Key to the simplification is that '.', '(', and ')' mean nothing special to the replacement section of your expression, so this is equivalent:
$tline =~ s/"\//"<%=request.getContextPath()%>\//;
Not to mention easier to read. Of course this is even easier:
$tline =~ s|"/|"<%=request.getContextPath()%>/|;
Because in Perl, you can choose the delimiter you wish with the s operator.
But with any of these, this works:
use Test::More tests => 1;
my $tline = '"/?"';
$tline =~ s|"/|"<%=request.getContextPath()%>/|;
ok( $tline =~ /getContextPath/ );
It passes the test. Perhaps you're having a problem with more than one substitution on a line. That can be fixed with:
$tline =~ s|"/|"<%=request.getContextPath()%>/|g;
That g is the global switch on the end, saying make this substitution for as many times as it occurs in the input.
However, since I can see what you are doing, I suggest an even tighter specification of what you want to search:
$tline =~ s~\b(href|link|src)="/~$1="<%=2request.getContextPath()%>/~g;
And when I run this:
use Test::More tests => 2;
my $tline = '"/?"';
$tline =~ s/"\//"<%=request.getContextPath()%>\//;
ok( $tline =~ /getContextPath/ );
$tline = 'src="/?/?/beer"';
ok( $tline =~ s~\b(href|link|src)="/~$1="<%=request.getContextPath()%>/~g
);
I get two successes.
Your true problem is yet unspecified.
Well, one way to do it is to put all the characters you want to replace in square brackets. Like so:
$string =~ s/[,?=\/]//; # This will remove the first ',', '?', '=', or '/' from your string.

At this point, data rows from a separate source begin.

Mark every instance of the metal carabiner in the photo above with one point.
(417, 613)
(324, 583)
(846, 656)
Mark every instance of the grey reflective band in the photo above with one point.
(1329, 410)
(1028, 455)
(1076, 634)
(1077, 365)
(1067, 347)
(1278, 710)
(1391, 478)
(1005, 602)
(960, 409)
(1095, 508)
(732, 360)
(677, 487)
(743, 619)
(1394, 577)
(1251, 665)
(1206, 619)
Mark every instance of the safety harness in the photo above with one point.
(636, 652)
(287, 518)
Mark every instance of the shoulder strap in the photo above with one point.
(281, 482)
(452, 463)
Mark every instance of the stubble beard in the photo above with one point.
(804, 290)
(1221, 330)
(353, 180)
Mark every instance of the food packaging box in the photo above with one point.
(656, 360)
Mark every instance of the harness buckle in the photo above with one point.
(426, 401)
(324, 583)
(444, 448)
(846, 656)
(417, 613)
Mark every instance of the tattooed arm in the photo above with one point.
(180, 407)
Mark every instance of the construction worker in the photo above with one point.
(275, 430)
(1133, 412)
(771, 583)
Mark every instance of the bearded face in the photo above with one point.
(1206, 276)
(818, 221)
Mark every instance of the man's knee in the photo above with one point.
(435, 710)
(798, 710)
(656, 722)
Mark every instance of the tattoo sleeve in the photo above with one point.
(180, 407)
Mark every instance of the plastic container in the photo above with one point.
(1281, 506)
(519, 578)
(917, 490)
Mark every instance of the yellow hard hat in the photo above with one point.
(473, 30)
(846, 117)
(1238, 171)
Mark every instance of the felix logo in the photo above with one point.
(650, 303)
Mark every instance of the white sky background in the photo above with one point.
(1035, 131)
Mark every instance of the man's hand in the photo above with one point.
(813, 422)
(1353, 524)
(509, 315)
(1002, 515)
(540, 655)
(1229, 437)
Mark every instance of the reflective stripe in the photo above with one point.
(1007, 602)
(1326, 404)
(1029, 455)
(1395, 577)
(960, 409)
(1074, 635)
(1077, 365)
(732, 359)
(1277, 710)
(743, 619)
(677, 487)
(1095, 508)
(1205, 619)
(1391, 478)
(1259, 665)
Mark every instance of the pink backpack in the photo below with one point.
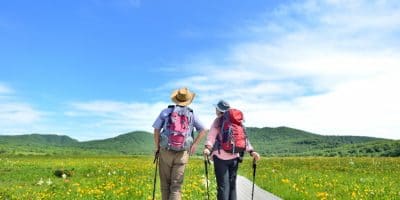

If you want to remove all the '?' in a string, for example, use a g on the end of it like so:
$string =~ s/[?]//g;
I'm a little rusty, but I believe that you only need a '\' in front of \ or /, (and of course the other special characters like \n,\t, etc...). Like so:
$string =~ s/[\\]/[\/]/g; # Switch from DOS to Unix delimiters.
$string =~ s/[\n\t]//g; # Remove all newlines and tabs
As others have said, the code you've posted isn't going to work since you forgot the last /. That's another nice reason to keep the "weird" characters in a box.